Caroline Hersley is pursuing her Master’s degree in biology and is participating in a co-op with Eli Lilly through Ball State. She says, “Without knowing what Dr. McDowell had taught me and gaining the experience through her lab, I would not be where I am today.”

“I love teaching here. I have the best job,” says McDowell. “I have highly motivated students in each one of my classes. We’re able to do really interesting things in my classes, and I’ve had these great students doing research with me.”

“Every student who’s written to congratulate me on this award, I’ve had to say to them, ‘Please know that you were the one to put the hours in at the bench. I hardly ever run an experiment. It was your work ethic, and your creative ideas.’ Sometimes the students will raise a question that my brain never would have gone to. They get so invested in it. They really have redirected our work many, many, many times. Left up to me, we wouldn’t be where we are today.”

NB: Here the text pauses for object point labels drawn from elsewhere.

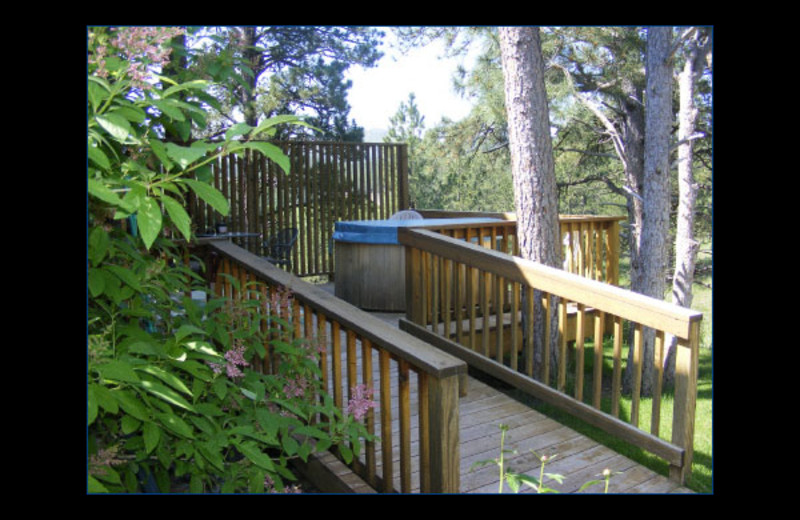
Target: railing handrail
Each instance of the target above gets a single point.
(442, 273)
(626, 304)
(438, 375)
(406, 347)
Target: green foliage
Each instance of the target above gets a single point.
(171, 389)
(271, 70)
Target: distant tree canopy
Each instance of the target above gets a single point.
(595, 83)
(267, 71)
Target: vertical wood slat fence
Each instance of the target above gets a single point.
(417, 388)
(327, 182)
(480, 304)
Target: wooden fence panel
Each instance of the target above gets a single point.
(327, 182)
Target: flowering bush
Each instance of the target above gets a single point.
(174, 388)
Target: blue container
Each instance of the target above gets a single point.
(385, 231)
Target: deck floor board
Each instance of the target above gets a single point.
(530, 434)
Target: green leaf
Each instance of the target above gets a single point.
(184, 155)
(152, 434)
(186, 330)
(168, 377)
(97, 282)
(198, 84)
(99, 242)
(91, 411)
(105, 399)
(210, 195)
(116, 125)
(166, 394)
(178, 216)
(99, 190)
(98, 156)
(126, 275)
(169, 109)
(237, 130)
(161, 152)
(175, 424)
(131, 405)
(255, 456)
(118, 371)
(212, 455)
(149, 221)
(95, 486)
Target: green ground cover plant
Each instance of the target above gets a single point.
(173, 391)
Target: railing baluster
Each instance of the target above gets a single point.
(403, 390)
(386, 422)
(369, 420)
(507, 287)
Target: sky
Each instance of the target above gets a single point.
(377, 92)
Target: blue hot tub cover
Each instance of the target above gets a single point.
(385, 231)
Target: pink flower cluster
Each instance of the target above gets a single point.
(142, 47)
(360, 402)
(296, 387)
(235, 359)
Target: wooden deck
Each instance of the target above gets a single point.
(579, 459)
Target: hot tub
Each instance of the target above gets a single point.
(370, 262)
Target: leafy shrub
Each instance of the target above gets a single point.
(174, 388)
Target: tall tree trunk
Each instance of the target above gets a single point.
(649, 279)
(633, 131)
(685, 244)
(252, 58)
(532, 167)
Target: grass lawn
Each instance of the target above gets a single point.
(701, 475)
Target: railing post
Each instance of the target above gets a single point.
(686, 369)
(445, 456)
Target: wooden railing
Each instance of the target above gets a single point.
(590, 243)
(480, 304)
(406, 374)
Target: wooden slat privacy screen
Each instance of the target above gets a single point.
(327, 182)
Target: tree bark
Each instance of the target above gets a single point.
(649, 279)
(532, 166)
(686, 246)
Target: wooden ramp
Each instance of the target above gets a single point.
(574, 456)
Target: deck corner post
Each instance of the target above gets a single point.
(444, 434)
(686, 368)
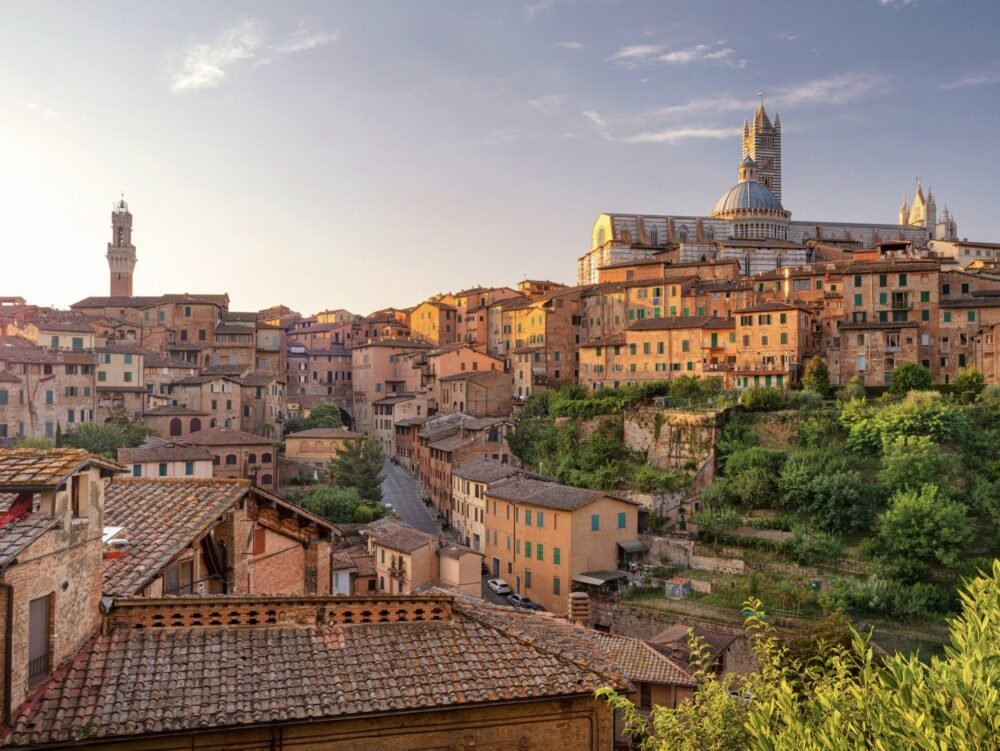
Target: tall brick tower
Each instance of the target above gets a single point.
(121, 251)
(762, 143)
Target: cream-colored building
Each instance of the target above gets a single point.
(469, 484)
(541, 535)
(406, 558)
(159, 458)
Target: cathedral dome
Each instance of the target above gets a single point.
(748, 195)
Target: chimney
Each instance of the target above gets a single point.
(579, 608)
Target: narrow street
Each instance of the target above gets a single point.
(402, 491)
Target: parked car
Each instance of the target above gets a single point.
(499, 586)
(525, 603)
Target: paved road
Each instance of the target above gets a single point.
(402, 490)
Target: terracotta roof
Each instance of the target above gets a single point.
(547, 493)
(485, 470)
(17, 535)
(225, 437)
(325, 433)
(161, 518)
(117, 687)
(45, 469)
(640, 662)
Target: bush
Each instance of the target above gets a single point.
(816, 377)
(910, 376)
(762, 399)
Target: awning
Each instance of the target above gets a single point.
(633, 546)
(599, 578)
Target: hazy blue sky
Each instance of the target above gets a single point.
(364, 154)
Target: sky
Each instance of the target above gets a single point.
(359, 155)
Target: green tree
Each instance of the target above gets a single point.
(359, 465)
(913, 461)
(842, 699)
(970, 379)
(816, 376)
(294, 424)
(323, 416)
(922, 527)
(713, 523)
(335, 504)
(909, 376)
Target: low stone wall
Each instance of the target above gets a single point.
(680, 552)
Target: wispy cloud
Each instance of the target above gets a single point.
(633, 56)
(673, 135)
(547, 105)
(714, 52)
(986, 77)
(208, 65)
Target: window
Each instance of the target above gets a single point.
(645, 695)
(39, 638)
(177, 579)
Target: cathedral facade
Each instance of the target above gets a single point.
(749, 223)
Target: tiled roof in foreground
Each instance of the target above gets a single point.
(308, 661)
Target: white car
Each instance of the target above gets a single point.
(499, 586)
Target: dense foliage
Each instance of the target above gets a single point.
(118, 432)
(359, 465)
(823, 695)
(550, 436)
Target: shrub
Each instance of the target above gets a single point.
(762, 399)
(909, 376)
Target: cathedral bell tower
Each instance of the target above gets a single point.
(762, 143)
(121, 251)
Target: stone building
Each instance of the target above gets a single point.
(184, 536)
(239, 455)
(51, 506)
(407, 559)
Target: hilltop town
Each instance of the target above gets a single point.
(459, 518)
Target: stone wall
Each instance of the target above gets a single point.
(672, 440)
(680, 552)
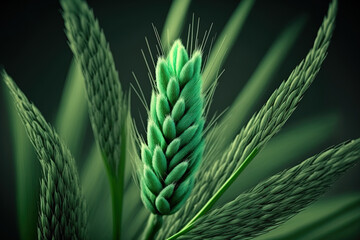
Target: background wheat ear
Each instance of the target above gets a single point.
(174, 145)
(62, 210)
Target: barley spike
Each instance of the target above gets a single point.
(174, 137)
(278, 198)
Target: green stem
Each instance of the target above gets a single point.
(216, 196)
(116, 200)
(152, 227)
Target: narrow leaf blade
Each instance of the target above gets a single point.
(225, 42)
(71, 118)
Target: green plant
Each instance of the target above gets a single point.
(184, 167)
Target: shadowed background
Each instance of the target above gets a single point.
(34, 51)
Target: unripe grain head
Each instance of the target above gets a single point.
(174, 137)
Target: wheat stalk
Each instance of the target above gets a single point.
(260, 128)
(108, 106)
(278, 198)
(62, 211)
(174, 136)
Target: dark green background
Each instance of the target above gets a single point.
(34, 51)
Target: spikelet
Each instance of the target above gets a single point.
(174, 135)
(62, 210)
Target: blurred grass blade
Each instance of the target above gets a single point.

McDowell loves teaching so much that she encourages her students to work at a similar university. “If any of you are thinking about teaching, I would hope that you find a place like Ball State, and I mean that sincerely.”


These accomplishments would not be possible without McDowell’s colleagues Henry Akinbi, Derron Bishop, Heather Bruns, Mark Haynes, John McKillip, VJ Rubenstein, Rob Sammelson, and Larry Sklar, as well as the many hardworking students who have contributed to these efforts.

McDowell extends her gratitude to the following organizations for their financial support of this research: the Ball State Honors College, the College of Sciences and Humanities, the Indiana Academy of Science, the Lilly Foundation, The National Institutes of Health, the National Science Foundation, and Sponsored Projects Administration.